Monnsen, Stockholm; F. Tikotin, La Tour de Peilz (June 1968)
Riese Collection #146

The finest impressions of this tranquil design are printed entirely in shades of blue and grey, with a distinct pattern of embossing on the waves. These impressions used a block for the distant mountain with a sharp peak at the left, and two distinct peaks at the right. An impression of this state is reproduced in Ledoux, Hokusai to Hiroshige, no. 27. In the second state of the print, the block for the mountain was changed to the more roundly contoured shape we see here, and the colour scheme was altered to give an effect of sunset rather than nightfall, just as the colours were altered on the view of Mii Temple. (It might be mentioned that green was also added in somewhat later impressions of Mt. Hira). Here the mountain in the middle distance is green, and there is a glow of orange along the horizon. Impressions of this state are reproduced in Kikuchi 1277, Ukiyo-e Taikei, Vol. 11, no. 156, Scheiwe catalogue, no. 468.

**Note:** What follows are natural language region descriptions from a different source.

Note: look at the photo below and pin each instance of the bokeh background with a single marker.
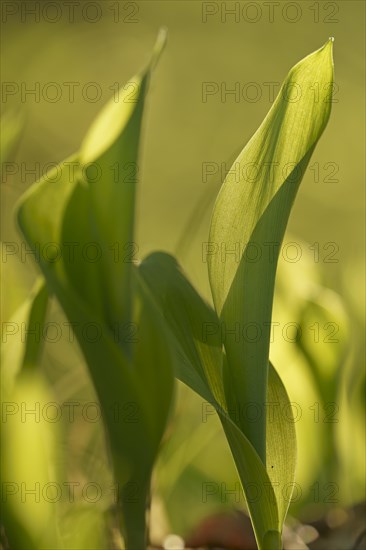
(106, 43)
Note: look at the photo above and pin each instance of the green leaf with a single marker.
(251, 215)
(194, 330)
(72, 214)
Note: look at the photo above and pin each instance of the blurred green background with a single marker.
(182, 132)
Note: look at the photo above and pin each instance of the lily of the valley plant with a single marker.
(170, 314)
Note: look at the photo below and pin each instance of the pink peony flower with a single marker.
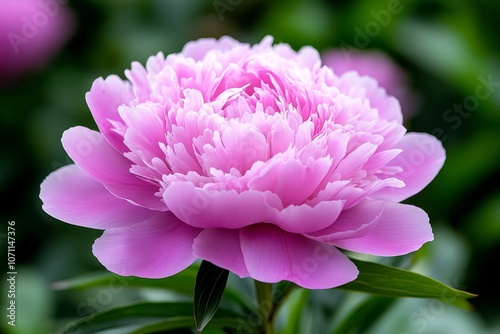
(31, 31)
(379, 66)
(255, 158)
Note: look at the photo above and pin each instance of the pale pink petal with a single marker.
(421, 159)
(71, 196)
(352, 223)
(103, 99)
(219, 209)
(291, 180)
(101, 162)
(156, 248)
(222, 248)
(272, 255)
(307, 219)
(402, 229)
(198, 49)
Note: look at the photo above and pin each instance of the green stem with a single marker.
(265, 301)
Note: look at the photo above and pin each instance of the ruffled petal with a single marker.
(71, 196)
(421, 159)
(158, 247)
(401, 229)
(352, 223)
(219, 209)
(102, 163)
(306, 219)
(272, 255)
(103, 99)
(222, 248)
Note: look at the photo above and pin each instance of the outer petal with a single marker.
(306, 219)
(401, 229)
(101, 162)
(272, 255)
(219, 209)
(352, 223)
(103, 99)
(71, 196)
(421, 159)
(156, 248)
(222, 248)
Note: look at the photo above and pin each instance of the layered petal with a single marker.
(73, 197)
(422, 157)
(158, 247)
(103, 99)
(353, 223)
(101, 162)
(219, 209)
(221, 247)
(401, 229)
(272, 255)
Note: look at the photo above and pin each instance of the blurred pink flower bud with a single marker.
(31, 33)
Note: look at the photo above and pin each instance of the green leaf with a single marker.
(217, 322)
(136, 317)
(210, 284)
(369, 311)
(395, 282)
(182, 282)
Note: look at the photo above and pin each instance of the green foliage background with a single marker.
(445, 46)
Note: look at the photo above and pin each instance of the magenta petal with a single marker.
(352, 223)
(272, 255)
(421, 159)
(222, 248)
(103, 99)
(156, 248)
(402, 229)
(219, 209)
(102, 163)
(306, 219)
(71, 196)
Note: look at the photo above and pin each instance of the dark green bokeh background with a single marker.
(445, 46)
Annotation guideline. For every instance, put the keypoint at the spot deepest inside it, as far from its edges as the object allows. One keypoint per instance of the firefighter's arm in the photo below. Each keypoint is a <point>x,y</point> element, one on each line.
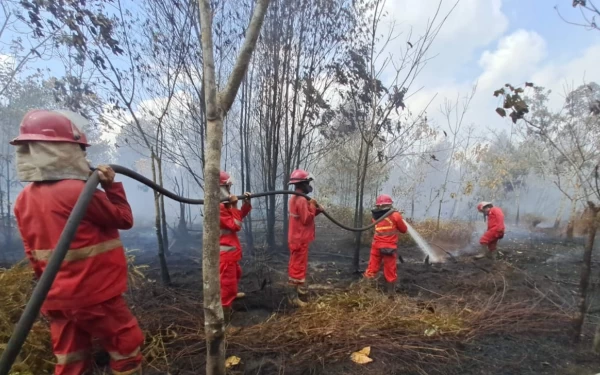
<point>231,219</point>
<point>37,269</point>
<point>306,211</point>
<point>400,224</point>
<point>247,206</point>
<point>492,221</point>
<point>110,209</point>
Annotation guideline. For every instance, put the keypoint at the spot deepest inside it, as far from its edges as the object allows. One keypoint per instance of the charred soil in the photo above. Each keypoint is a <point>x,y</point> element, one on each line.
<point>512,316</point>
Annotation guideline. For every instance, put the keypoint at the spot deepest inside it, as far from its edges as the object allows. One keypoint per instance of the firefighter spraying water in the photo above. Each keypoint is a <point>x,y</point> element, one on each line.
<point>229,244</point>
<point>85,300</point>
<point>495,230</point>
<point>301,234</point>
<point>385,242</point>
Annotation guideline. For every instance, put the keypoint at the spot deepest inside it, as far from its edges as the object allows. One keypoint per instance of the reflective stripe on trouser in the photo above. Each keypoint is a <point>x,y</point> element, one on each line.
<point>390,268</point>
<point>298,263</point>
<point>230,274</point>
<point>135,371</point>
<point>72,331</point>
<point>490,239</point>
<point>81,253</point>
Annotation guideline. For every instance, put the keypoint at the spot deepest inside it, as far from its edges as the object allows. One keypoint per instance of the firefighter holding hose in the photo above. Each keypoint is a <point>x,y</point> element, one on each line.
<point>301,233</point>
<point>85,300</point>
<point>385,242</point>
<point>231,250</point>
<point>495,231</point>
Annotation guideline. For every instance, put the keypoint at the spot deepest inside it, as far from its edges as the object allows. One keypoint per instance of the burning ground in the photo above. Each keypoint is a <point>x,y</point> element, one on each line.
<point>459,317</point>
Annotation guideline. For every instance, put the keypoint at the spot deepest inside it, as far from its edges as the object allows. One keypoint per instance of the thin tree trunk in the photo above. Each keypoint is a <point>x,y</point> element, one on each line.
<point>571,224</point>
<point>585,272</point>
<point>357,217</point>
<point>163,215</point>
<point>561,208</point>
<point>363,178</point>
<point>164,270</point>
<point>216,109</point>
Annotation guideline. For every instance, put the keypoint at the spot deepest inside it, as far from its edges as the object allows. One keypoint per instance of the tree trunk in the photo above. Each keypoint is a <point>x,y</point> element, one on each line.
<point>164,270</point>
<point>571,224</point>
<point>360,209</point>
<point>518,208</point>
<point>561,208</point>
<point>8,206</point>
<point>163,215</point>
<point>585,272</point>
<point>216,109</point>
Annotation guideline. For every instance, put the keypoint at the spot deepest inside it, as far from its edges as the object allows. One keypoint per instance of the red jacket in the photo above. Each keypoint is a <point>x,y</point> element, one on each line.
<point>231,223</point>
<point>94,269</point>
<point>386,231</point>
<point>495,220</point>
<point>302,220</point>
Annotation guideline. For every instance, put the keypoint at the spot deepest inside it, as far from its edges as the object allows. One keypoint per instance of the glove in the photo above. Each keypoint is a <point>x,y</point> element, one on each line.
<point>106,175</point>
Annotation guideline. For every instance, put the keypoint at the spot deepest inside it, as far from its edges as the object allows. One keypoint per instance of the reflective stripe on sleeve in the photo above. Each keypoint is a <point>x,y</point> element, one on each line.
<point>81,253</point>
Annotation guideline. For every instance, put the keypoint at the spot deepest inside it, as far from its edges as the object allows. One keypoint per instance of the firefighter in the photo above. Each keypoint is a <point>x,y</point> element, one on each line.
<point>85,300</point>
<point>385,242</point>
<point>231,249</point>
<point>495,231</point>
<point>301,233</point>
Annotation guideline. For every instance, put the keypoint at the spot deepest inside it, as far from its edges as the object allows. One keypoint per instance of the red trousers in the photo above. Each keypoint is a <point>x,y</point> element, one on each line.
<point>490,238</point>
<point>389,265</point>
<point>72,331</point>
<point>298,263</point>
<point>231,273</point>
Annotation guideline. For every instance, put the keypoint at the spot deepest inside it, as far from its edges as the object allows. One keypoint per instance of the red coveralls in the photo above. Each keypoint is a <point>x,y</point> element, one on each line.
<point>85,300</point>
<point>495,230</point>
<point>386,237</point>
<point>301,233</point>
<point>231,250</point>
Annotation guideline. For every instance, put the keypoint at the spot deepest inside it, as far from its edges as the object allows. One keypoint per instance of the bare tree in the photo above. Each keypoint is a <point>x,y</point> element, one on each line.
<point>217,106</point>
<point>572,135</point>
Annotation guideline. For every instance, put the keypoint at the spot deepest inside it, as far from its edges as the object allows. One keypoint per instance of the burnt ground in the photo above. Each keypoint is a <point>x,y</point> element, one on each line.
<point>533,269</point>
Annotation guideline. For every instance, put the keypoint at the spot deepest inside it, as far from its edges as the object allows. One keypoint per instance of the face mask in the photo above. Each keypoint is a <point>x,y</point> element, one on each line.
<point>224,192</point>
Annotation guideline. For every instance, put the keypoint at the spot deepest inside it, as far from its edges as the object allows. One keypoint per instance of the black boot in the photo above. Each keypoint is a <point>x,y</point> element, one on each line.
<point>391,289</point>
<point>292,296</point>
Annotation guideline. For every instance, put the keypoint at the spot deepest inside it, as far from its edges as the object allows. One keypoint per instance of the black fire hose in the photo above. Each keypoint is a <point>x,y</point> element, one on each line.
<point>43,285</point>
<point>138,177</point>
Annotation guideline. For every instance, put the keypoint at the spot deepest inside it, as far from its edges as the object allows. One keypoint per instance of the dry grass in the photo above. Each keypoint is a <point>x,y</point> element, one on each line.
<point>416,333</point>
<point>16,285</point>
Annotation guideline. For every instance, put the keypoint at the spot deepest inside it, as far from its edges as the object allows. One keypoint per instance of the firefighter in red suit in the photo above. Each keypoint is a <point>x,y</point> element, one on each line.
<point>231,249</point>
<point>85,300</point>
<point>495,231</point>
<point>301,233</point>
<point>385,242</point>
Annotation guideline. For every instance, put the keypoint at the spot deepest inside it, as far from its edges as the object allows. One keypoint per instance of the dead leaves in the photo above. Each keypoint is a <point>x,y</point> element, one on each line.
<point>361,357</point>
<point>232,361</point>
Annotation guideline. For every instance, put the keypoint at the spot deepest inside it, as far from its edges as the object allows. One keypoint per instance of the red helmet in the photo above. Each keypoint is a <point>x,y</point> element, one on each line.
<point>51,126</point>
<point>225,179</point>
<point>481,205</point>
<point>383,200</point>
<point>300,175</point>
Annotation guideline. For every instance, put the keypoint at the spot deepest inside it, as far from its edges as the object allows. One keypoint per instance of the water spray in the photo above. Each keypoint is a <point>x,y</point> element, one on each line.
<point>32,309</point>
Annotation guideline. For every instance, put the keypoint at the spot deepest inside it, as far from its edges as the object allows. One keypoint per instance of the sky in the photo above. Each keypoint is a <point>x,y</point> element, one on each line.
<point>493,42</point>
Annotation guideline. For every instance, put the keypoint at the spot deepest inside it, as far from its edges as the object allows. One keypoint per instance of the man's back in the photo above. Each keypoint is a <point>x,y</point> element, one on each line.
<point>95,268</point>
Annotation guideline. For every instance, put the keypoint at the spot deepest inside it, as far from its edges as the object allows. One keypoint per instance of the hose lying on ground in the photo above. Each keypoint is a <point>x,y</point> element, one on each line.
<point>40,291</point>
<point>152,185</point>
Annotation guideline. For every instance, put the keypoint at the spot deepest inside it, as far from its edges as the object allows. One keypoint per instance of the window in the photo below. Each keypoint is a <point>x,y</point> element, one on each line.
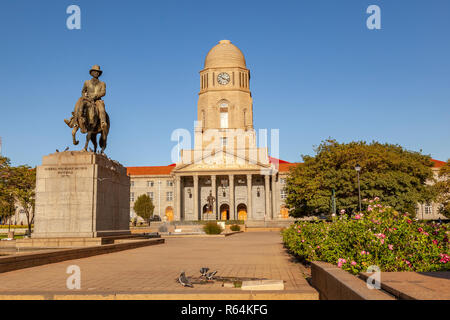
<point>223,141</point>
<point>224,120</point>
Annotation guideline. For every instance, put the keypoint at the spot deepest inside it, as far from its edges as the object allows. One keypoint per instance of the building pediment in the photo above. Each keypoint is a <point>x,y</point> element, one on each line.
<point>221,160</point>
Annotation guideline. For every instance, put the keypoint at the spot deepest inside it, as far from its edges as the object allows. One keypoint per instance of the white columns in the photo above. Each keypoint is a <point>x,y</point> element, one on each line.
<point>249,197</point>
<point>195,195</point>
<point>268,215</point>
<point>177,199</point>
<point>231,179</point>
<point>275,195</point>
<point>214,193</point>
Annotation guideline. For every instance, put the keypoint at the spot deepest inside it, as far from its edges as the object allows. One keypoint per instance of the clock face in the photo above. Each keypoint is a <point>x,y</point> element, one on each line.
<point>223,78</point>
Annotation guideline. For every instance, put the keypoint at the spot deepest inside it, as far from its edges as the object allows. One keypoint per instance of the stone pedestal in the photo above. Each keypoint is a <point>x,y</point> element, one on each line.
<point>81,194</point>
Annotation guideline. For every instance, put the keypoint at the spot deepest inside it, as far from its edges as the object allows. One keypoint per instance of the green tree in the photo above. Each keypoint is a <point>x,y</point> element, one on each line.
<point>144,207</point>
<point>389,172</point>
<point>24,186</point>
<point>17,186</point>
<point>443,189</point>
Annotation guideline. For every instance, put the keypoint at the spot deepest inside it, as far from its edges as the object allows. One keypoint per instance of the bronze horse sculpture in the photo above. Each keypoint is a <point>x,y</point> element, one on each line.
<point>89,114</point>
<point>92,123</point>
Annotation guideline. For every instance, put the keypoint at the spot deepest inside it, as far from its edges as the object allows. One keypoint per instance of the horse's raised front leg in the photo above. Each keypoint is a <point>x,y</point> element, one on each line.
<point>94,141</point>
<point>74,132</point>
<point>88,137</point>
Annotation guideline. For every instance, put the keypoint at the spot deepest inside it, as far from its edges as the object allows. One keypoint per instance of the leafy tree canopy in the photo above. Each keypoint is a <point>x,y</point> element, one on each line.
<point>144,207</point>
<point>443,189</point>
<point>17,186</point>
<point>389,172</point>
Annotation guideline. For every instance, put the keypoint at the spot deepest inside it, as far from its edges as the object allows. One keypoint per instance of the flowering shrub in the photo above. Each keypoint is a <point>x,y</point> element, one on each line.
<point>380,236</point>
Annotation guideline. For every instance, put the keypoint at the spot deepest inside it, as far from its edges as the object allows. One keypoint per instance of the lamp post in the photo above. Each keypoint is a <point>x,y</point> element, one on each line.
<point>358,169</point>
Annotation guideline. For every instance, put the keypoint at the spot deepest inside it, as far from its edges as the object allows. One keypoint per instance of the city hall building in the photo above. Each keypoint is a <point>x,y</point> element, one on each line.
<point>225,163</point>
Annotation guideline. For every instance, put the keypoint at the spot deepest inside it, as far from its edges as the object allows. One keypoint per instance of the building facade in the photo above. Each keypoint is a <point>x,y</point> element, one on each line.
<point>225,163</point>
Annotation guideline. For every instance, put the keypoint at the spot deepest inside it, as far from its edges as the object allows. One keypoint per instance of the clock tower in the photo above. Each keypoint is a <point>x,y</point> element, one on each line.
<point>225,101</point>
<point>225,104</point>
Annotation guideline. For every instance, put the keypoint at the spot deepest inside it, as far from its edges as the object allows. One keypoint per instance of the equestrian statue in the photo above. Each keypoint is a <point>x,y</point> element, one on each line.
<point>89,115</point>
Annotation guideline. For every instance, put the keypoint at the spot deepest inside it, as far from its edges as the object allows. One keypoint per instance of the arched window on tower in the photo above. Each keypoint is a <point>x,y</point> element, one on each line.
<point>223,107</point>
<point>224,119</point>
<point>203,119</point>
<point>245,117</point>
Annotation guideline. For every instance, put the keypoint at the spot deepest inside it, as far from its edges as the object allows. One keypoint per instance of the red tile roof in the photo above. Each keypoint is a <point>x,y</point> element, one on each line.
<point>438,163</point>
<point>147,171</point>
<point>283,166</point>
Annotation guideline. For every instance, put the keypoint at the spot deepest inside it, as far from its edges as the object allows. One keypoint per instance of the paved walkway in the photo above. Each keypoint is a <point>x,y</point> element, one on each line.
<point>155,269</point>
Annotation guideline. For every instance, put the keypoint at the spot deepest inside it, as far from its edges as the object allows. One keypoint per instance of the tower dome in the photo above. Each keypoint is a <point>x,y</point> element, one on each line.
<point>225,55</point>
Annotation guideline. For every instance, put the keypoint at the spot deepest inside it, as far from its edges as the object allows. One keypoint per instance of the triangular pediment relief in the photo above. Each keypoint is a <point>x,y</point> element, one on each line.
<point>221,160</point>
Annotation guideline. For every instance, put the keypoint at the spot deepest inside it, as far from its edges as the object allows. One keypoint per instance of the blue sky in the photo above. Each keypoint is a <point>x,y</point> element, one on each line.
<point>317,72</point>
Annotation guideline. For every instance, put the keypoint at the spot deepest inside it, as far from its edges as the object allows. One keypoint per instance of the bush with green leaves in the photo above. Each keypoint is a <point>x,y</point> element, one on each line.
<point>379,236</point>
<point>235,227</point>
<point>212,228</point>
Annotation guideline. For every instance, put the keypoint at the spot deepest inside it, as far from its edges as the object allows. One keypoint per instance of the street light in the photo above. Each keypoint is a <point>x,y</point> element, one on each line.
<point>358,169</point>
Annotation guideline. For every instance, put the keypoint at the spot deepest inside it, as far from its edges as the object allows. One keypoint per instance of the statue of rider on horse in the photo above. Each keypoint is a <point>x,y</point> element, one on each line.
<point>89,115</point>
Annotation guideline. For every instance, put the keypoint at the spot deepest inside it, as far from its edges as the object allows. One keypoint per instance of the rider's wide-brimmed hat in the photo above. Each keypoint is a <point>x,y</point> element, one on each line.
<point>96,68</point>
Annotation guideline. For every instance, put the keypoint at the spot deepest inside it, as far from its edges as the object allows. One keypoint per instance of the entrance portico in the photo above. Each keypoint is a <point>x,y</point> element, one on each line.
<point>248,194</point>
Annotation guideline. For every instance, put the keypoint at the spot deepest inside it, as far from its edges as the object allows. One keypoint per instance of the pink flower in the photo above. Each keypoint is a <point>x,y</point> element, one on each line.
<point>341,262</point>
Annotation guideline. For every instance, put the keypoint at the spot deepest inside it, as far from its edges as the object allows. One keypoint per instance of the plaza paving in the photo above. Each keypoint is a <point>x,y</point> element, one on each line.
<point>154,270</point>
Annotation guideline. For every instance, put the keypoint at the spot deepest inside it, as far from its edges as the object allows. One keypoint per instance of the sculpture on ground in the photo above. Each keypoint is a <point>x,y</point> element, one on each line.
<point>89,115</point>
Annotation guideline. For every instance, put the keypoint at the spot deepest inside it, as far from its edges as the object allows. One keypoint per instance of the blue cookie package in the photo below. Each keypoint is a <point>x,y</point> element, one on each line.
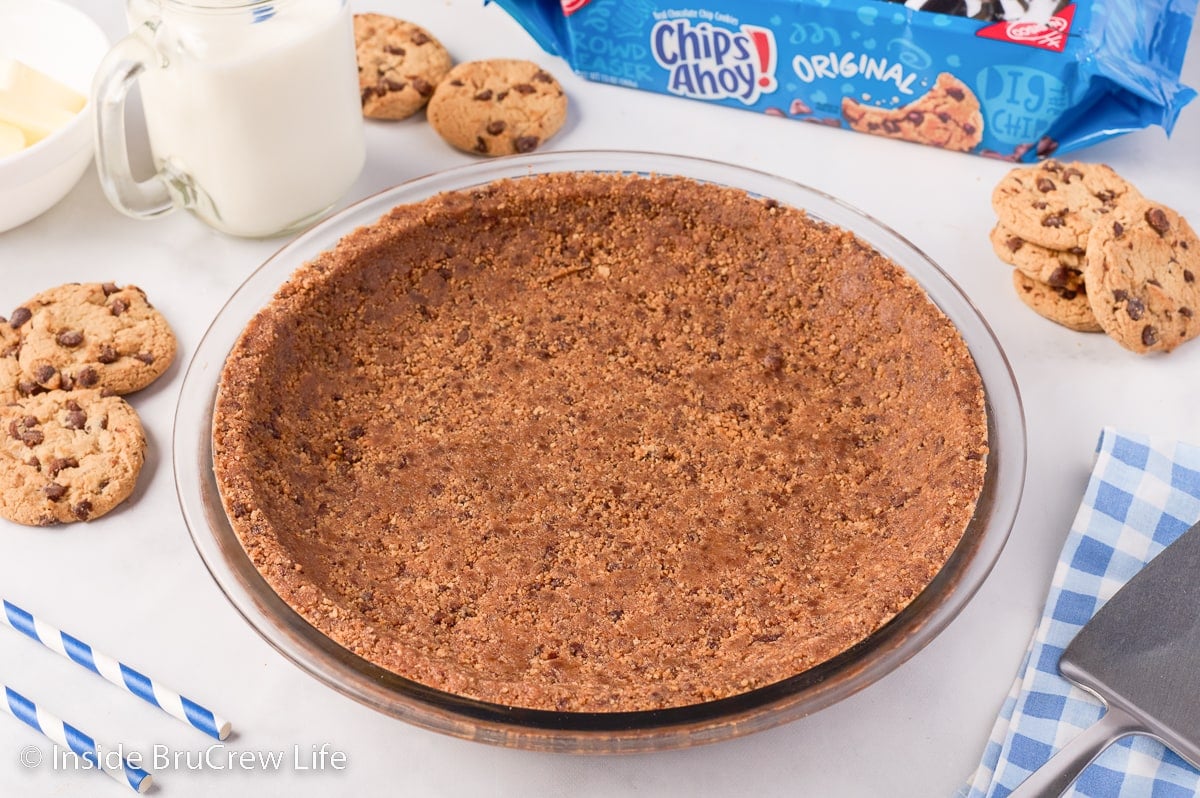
<point>1014,79</point>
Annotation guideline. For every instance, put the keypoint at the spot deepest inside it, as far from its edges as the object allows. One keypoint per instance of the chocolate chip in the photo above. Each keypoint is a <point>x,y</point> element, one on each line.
<point>1135,307</point>
<point>59,463</point>
<point>45,373</point>
<point>70,339</point>
<point>1062,276</point>
<point>82,510</point>
<point>19,317</point>
<point>88,377</point>
<point>1158,221</point>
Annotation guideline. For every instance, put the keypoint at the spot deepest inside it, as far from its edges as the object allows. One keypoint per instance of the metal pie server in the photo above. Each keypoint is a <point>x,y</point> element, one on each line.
<point>1140,655</point>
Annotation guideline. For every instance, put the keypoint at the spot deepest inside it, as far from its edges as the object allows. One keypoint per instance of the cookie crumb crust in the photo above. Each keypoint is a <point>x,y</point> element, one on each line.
<point>598,443</point>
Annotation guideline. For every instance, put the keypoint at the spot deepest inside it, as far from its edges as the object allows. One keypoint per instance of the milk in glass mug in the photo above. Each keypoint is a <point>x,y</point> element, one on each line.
<point>251,106</point>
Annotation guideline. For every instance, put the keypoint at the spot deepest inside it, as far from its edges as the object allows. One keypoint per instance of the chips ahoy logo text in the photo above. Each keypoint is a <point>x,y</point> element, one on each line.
<point>708,63</point>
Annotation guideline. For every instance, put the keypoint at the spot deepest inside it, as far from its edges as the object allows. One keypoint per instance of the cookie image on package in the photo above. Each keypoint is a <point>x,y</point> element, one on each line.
<point>1141,271</point>
<point>1066,306</point>
<point>67,456</point>
<point>497,107</point>
<point>947,115</point>
<point>1057,268</point>
<point>1055,204</point>
<point>400,65</point>
<point>94,335</point>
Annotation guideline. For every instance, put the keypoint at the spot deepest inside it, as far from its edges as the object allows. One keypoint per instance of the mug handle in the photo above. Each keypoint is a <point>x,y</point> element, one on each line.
<point>118,71</point>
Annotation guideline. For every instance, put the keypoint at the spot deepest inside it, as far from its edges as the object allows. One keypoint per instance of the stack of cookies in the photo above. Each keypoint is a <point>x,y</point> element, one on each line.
<point>493,107</point>
<point>70,447</point>
<point>1093,255</point>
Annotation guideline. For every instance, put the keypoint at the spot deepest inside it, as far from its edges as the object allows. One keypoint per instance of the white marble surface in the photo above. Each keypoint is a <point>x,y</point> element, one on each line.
<point>131,583</point>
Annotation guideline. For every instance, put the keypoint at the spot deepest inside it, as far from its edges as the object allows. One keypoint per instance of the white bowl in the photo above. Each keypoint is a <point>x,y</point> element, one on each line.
<point>66,45</point>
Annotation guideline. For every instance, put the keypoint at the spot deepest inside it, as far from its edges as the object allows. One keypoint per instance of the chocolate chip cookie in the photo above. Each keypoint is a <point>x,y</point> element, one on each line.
<point>10,367</point>
<point>94,335</point>
<point>1065,306</point>
<point>497,107</point>
<point>1057,268</point>
<point>400,64</point>
<point>947,115</point>
<point>1055,204</point>
<point>67,456</point>
<point>1141,274</point>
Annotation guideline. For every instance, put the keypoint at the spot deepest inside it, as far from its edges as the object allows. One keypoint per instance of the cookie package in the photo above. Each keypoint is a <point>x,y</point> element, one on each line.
<point>1014,79</point>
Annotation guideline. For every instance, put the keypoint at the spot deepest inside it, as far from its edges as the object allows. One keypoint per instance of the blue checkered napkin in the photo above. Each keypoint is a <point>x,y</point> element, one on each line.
<point>1143,495</point>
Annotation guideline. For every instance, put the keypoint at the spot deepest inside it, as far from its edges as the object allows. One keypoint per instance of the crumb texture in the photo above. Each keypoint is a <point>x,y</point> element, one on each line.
<point>599,443</point>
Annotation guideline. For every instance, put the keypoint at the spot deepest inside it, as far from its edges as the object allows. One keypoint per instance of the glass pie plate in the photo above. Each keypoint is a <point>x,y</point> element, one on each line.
<point>577,731</point>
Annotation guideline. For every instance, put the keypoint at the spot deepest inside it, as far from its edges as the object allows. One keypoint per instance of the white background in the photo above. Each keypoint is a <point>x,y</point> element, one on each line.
<point>132,585</point>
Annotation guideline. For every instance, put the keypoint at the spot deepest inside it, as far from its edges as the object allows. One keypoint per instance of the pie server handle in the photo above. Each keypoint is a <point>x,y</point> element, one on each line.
<point>1053,778</point>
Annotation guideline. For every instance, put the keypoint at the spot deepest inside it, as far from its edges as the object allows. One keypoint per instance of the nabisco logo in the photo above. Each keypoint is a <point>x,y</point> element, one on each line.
<point>1048,35</point>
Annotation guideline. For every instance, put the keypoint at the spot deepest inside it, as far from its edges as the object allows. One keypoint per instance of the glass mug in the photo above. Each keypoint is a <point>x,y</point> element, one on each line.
<point>251,106</point>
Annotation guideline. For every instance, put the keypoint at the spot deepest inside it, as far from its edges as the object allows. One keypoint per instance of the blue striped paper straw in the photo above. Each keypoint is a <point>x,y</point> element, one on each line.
<point>67,736</point>
<point>119,673</point>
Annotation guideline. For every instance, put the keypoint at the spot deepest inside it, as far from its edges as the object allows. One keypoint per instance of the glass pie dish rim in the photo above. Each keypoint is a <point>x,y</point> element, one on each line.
<point>333,665</point>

A final state, with the same colour scheme, but with a large break on the right side of the hat of the rightmost fisherman in the middle boat is reproduced in the Vignier and Inada catalogue, no. 240, pl. LXIV. Because of poor colour reproduced that print also looks hand-collared, and seems to have a new block with clouds to the right of the title cartouche. Late impressions with the green mountain seem to lack the embossed waves that mark the first state and this impression.

Reproduced in Riese, Asiatische Studien, 1972, p. 114, no. 34.